When comparison was drawn between the mid-term and short-term users, there was a statistically significant difference (p<0.05), as also seen in the comparison between the short-term and long-term users (Table 4 and 5).

However, a statistically non significant difference was observed when the mid term users were compared to the long term users, as shown in Table 6 (p>0.05).

DISCUSSION

The results of this analysis show that the increase in serum AST, ALT and ALP and the decrease in the total and conjugated bilirubin in women on short term use was significant (p<0.05). This is in agreement with the work of Reichling and Kaplan (1988), who suggested that the increase in plasma activity of these enzymes may occur soon after starting the treatment with hormonal contraceptives though, they were not able to state whether these increases were reverted with continuous use of these preparations.

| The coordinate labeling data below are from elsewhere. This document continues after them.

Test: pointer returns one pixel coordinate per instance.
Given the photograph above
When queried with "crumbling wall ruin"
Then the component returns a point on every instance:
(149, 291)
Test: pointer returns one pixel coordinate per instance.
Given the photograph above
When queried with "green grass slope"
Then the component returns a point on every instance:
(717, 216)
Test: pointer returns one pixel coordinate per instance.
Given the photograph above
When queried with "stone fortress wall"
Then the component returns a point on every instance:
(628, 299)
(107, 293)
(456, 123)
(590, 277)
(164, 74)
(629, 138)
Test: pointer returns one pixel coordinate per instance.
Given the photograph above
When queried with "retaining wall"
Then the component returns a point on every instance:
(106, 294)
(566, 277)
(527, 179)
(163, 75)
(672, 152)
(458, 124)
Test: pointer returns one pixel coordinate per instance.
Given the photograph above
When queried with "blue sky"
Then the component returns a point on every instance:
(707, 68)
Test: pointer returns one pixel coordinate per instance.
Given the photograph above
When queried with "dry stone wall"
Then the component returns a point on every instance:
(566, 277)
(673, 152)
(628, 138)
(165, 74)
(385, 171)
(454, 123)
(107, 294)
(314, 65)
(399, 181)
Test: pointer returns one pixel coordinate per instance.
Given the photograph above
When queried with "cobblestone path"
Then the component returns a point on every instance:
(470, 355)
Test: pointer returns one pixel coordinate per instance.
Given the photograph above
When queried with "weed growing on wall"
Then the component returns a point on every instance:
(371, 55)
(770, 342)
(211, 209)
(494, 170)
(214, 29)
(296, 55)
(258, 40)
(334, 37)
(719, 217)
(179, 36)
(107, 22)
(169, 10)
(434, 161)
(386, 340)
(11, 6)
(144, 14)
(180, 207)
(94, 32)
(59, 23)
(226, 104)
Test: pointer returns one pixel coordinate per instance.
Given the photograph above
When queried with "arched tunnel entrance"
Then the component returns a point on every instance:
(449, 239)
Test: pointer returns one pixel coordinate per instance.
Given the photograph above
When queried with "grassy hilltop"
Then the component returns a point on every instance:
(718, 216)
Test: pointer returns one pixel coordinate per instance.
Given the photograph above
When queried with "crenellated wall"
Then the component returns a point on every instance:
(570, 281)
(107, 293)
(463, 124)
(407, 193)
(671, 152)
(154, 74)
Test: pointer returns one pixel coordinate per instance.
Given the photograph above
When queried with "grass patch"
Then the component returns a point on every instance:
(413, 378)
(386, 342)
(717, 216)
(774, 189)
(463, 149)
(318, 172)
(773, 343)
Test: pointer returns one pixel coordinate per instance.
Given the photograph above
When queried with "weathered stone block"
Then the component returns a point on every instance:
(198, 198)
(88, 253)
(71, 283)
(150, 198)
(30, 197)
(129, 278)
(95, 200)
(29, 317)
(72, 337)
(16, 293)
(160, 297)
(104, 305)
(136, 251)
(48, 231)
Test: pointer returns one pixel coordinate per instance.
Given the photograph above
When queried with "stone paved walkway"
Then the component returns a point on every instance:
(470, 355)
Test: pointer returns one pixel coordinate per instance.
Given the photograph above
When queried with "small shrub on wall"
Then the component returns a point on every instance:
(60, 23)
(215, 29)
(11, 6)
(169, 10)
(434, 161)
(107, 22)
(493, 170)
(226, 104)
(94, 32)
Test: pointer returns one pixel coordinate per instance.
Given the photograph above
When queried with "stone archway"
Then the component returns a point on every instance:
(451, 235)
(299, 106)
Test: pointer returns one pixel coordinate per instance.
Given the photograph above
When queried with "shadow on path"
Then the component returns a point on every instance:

It was also observed that there was no significant increase or decrease in the serum AST, ALT, ALP, total and conjugated bilirubin in the women on mid term and long term use of these contraceptives (p>0.05). This suggests a possible regression of effects following a mid or long term use. Nabulsi et al. (1993) observed that the increases in these liver enzymes are not marked and also they are usually short lived, reverting to normal although there is continued administration of the contraceptives, but otherwise becoming normal again in most women soon after stopping the treatment. This can also be related to the observed effects in the degree of carbohydrate intolerance which is seen to develop in women starting to take hormonal contraceptives, since the liver is a major organ involved in carbohydrate metabolism. These effects also do not progress during prolonged administration but usually returns to normal when the treatment is stopped (Nabulsi et al., 1993).

Since the effects caused by these hormonal contraceptives are not marked and are short lived, it can be suggested that the effects of these preparations are more physiologic than pathologic (Karam, 2001).

CONCLUSION

This study shows that liver function is affected by a short-term use of hormonal contraceptives. These effects are not observed with continuous use and can be said to be short-lived.

This study therefore, suggests that this class of contraceptives do not necessarily lead to a pathologic condition on the liver with prolonged use of the preparations.

RECOMMENDATIONS

Further research is thus, recommended to determine the possible effects or otherwise of other methods of contraception on the liver function.